Ces menaces ne doivent cependant pas occulter le fait que nous parlons ici d’emplois non-délocalisables par essence, ce qui est suffisamment rare pour être soulignés. De surcroît, si le pouvoir d’achat des particuliers reste pour l’heure trop faible pour permettre un fort redémarrage des activités liées au paysagisme, on constate d’ores et déjà une reprise de la construction neuve depuis 3 ans, et qui ne semble pas prête de s’essouffler. Il s’agit d’une excellente nouvelle, gage de nombreux espaces verts supplémentaires à aménager puis entretenir. Qui plus est, avec l’ouverture de structures de services à la personne – sous agrément – certains professionnels parviennent à regagner l’intérêt de particuliers utilisant leurs CESU. Le CESU préfinancé est en effet un moyen de paiement comparable au ticket restaurant qui permet de régler la facture d’une prestation fournie par un organisme agréé de services d’aide à domicile pour du jardinage, comme Apef. Une réduction ou un crédit d’impôt de 50% des sommes versées au cours de l’année est reversé en fin d’année.

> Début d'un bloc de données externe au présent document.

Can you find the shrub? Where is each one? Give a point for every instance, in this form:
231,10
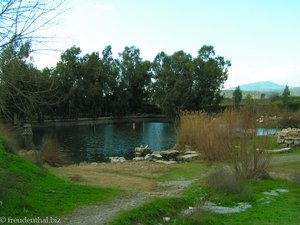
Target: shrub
290,119
229,136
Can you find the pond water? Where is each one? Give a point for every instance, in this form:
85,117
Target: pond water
97,143
267,131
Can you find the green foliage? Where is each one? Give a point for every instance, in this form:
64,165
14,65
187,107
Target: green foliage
285,96
94,85
27,190
237,97
186,83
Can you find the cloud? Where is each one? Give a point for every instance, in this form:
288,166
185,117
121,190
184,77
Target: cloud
104,6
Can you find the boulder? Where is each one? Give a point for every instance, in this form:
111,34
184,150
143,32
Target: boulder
156,156
187,158
117,159
142,151
190,152
166,162
168,155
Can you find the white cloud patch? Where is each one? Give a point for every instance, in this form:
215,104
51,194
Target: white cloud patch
104,6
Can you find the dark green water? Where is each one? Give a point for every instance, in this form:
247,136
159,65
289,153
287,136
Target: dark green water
97,143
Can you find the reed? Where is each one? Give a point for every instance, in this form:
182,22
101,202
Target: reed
229,136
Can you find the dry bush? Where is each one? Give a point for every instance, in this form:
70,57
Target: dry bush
210,137
12,143
290,119
229,136
296,177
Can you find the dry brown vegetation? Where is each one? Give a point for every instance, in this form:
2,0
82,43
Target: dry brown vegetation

La professionnalisation et la diversification des acteurs du secteur constituent également deux tendances lourdes. Et dès aujourd’hui, alors même qu’aucun diplôme n’est légalement requis pour devenir paysagiste, près de 80% de celles et ceux qui se lancent dans l’aventure en ont un. Il peut s’agit d’un Baccalauréat Professionnel, d’un CAPA, BPA, BTSA, ou bien encore d’une certification – de spécialisation ou de qualification professionnelle – voire d’une licence ou d’un diplôme d’ingénieur. Quant à la diversification, elle concerne surtout les petites structures naissantes, appelées à être polyvalentes pour subsister, et de fait, c’est l’une des clés de la réponse à notre problématique : oui, créer son entreprise de paysagiste en 2019 fait sens, mais à condition de bien mesurer les défis à surmonter, dont celui de la multi-spécialisation.